A recent verdict won by Ford Motor Co. should be thrown out because two jurors failed to disclose critical information about their backgrounds, a court document filed Monday alleges.
A motion for a new trial, filed by Clearwater resident Karen D'Amario, alleges that jurors Glennedda Leslie and Christine D. Warwick swore that neither they, nor members of their family, had ever been parties to a lawsuit.
In fact, the motion says, both women's husbands had been sued.
In addition, a Largo plumbing company partly owned by Leslie and her husband was sued in an auto accident case. The opposing lawyer in that 1990 suit was a law partner of Wil Florin, who represented D'Amario in the Ford trial.
"We have a right to six fair jurors," Florin said Monday. The Florida Supreme Court once ordered a new trial because a juror failed to disclose a divorce and a creditor lawsuit, he said. "What we have here is that we had actually sued this lady's company."
In an interview, Leslie denied that she deliberately withheld any information.
Yes, Florin's law partner, Thomas Roebig, filed an accident suit against McGill Plumbing seven years ago, she acknowledged. But she certainly didn't recognize Florin or the name of his firm, Florin, Roebig & Walker, when she landed on the Ford jury.
The plumbing company has been sued numerous times, she said. Its insurance company handles most of the details.
"There's no way I could have made that connection," she said. "If I had, I wouldn't have been a juror. I didn't want to be there. I would have said, "I'm out of here.'
Leslie said she did not mention the two lawsuits that listed her husband as a defendant because they both involved accidents when he was driving a company truck.
When jurors were asked about lawsuits, "I felt they meant personally sued," Leslie said. "I had put those accidents in my mind as McGill Plumbing being sued."
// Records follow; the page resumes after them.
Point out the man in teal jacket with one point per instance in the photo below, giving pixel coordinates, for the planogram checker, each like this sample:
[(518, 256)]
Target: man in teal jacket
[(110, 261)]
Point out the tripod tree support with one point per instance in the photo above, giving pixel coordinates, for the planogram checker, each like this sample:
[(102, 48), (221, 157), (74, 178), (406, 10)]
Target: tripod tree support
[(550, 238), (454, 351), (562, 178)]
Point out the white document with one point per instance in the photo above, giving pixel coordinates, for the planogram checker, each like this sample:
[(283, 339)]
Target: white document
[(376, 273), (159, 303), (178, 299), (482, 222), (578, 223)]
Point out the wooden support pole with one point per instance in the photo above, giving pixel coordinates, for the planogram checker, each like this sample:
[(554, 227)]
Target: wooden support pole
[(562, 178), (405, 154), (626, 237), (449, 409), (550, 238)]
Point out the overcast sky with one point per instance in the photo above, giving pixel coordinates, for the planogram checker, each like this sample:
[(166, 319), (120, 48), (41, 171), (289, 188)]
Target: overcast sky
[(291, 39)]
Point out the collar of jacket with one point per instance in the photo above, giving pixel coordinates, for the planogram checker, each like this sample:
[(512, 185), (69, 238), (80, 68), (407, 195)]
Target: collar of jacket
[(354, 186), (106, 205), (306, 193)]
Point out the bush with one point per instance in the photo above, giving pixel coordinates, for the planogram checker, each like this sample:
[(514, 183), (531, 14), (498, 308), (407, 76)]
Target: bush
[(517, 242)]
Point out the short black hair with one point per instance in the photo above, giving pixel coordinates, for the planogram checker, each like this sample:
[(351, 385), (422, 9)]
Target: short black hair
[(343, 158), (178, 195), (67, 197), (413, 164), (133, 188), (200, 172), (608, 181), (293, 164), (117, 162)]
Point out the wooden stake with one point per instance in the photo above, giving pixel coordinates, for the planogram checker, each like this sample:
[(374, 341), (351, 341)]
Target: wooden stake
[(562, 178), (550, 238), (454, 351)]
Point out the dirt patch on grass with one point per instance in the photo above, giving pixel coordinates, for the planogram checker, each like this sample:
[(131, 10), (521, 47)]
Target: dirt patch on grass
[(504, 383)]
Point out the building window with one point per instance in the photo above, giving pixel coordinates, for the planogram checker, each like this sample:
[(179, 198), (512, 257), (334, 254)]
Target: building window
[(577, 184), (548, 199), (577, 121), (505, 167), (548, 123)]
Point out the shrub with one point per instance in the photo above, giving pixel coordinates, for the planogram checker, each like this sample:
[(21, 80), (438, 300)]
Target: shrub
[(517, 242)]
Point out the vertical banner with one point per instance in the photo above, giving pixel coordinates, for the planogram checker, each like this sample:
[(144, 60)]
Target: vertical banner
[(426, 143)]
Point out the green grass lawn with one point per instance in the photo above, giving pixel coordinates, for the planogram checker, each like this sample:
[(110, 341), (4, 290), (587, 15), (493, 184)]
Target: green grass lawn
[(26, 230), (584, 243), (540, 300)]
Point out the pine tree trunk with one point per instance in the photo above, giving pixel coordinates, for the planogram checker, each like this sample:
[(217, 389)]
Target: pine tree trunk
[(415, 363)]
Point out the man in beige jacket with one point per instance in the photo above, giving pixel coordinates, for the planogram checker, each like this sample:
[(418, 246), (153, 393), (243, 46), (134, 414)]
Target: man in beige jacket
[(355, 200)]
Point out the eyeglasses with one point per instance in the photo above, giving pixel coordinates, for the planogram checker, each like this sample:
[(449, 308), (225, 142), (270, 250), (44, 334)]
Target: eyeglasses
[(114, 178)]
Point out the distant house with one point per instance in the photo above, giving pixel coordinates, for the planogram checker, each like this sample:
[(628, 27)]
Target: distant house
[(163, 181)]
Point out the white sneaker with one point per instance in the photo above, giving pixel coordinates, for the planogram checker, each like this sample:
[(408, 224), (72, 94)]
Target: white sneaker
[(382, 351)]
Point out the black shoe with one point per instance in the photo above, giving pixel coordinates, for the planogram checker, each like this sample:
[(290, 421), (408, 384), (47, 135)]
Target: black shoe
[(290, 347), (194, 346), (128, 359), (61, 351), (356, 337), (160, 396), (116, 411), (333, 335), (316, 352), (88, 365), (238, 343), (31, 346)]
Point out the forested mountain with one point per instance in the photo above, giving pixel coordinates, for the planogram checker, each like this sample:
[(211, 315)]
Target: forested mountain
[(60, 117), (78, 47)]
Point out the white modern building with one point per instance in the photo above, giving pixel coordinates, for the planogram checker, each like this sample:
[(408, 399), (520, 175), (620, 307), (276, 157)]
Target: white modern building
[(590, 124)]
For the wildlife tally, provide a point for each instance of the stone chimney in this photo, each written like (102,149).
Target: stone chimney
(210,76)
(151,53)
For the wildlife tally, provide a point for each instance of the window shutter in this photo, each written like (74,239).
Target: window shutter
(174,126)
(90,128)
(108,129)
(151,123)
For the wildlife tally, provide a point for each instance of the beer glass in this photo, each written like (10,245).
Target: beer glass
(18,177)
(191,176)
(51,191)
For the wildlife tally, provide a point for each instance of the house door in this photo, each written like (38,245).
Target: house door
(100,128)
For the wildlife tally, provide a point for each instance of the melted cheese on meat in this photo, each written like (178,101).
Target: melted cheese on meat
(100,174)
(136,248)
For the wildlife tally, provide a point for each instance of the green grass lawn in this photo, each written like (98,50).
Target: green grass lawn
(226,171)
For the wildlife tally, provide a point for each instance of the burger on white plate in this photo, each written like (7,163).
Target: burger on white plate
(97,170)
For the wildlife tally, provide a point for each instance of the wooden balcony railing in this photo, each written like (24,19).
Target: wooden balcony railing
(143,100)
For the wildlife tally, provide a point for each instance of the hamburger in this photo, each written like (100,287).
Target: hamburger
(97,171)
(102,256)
An affidavit Florin filed late Monday also says that the plumbing company owns 25 Ford vehicles and a Lincoln Town Car. Leslie did not mention that when jurors were asked about car ownership, Florin said.
"We were trying to strike loyal Ford owners" from the jury, he said. "Certainly, the extent of her ownership was not disclosed."
Leslie could not be reached later Monday to respond to that allegation.
The Ford suit, which went to the jury 10 days ago, alleged that a design defect and faulty part in a 1988 Escort caused a fire that horribly mutilated D'Amario's son, Clifford Harris.
After deliberating five hours, the jury ruled unanimously in Ford's favor.
The motion for a new trial also alleges that jury foreman Warwick failed to reveal that her husband was a party to litigation over real estate and had filed three worker's compensation claims.
Warwick said she and her husband, Richard, a Clearwater firefighter, said they never considered the workers' compensation claims as personal injury claims.
"We didn't have to go to court or anything," Richard Warwick said. "It was just part of the normal paperwork."
Monday's motion also says that Senior Judge Howard Rives made errors in the trial.
Rives let the jury consider the liability of the 15-year-old youth who drove the car. That youth, who had been drinking, died in the fire.
Ford expert Jack Ridenour, who testified that the Escort's design was safe, also helped design the fuel system on the Ford Pinto, which was roundly criticized in the 1970s as susceptible to crash fires.
Out of the jury's hearing, the witness testified that he still believes that the Pinto's design was safe. That statement would have undermined the witness' credibility, the motion said. But Rives ruled that any mention of the Pinto would prejudice the jury.
Ford lawyer Ronald Cabaniss said Rives' rulings were correct. Furthermore, he said, "I see no basis to suggest juror misconduct, either actually or legally."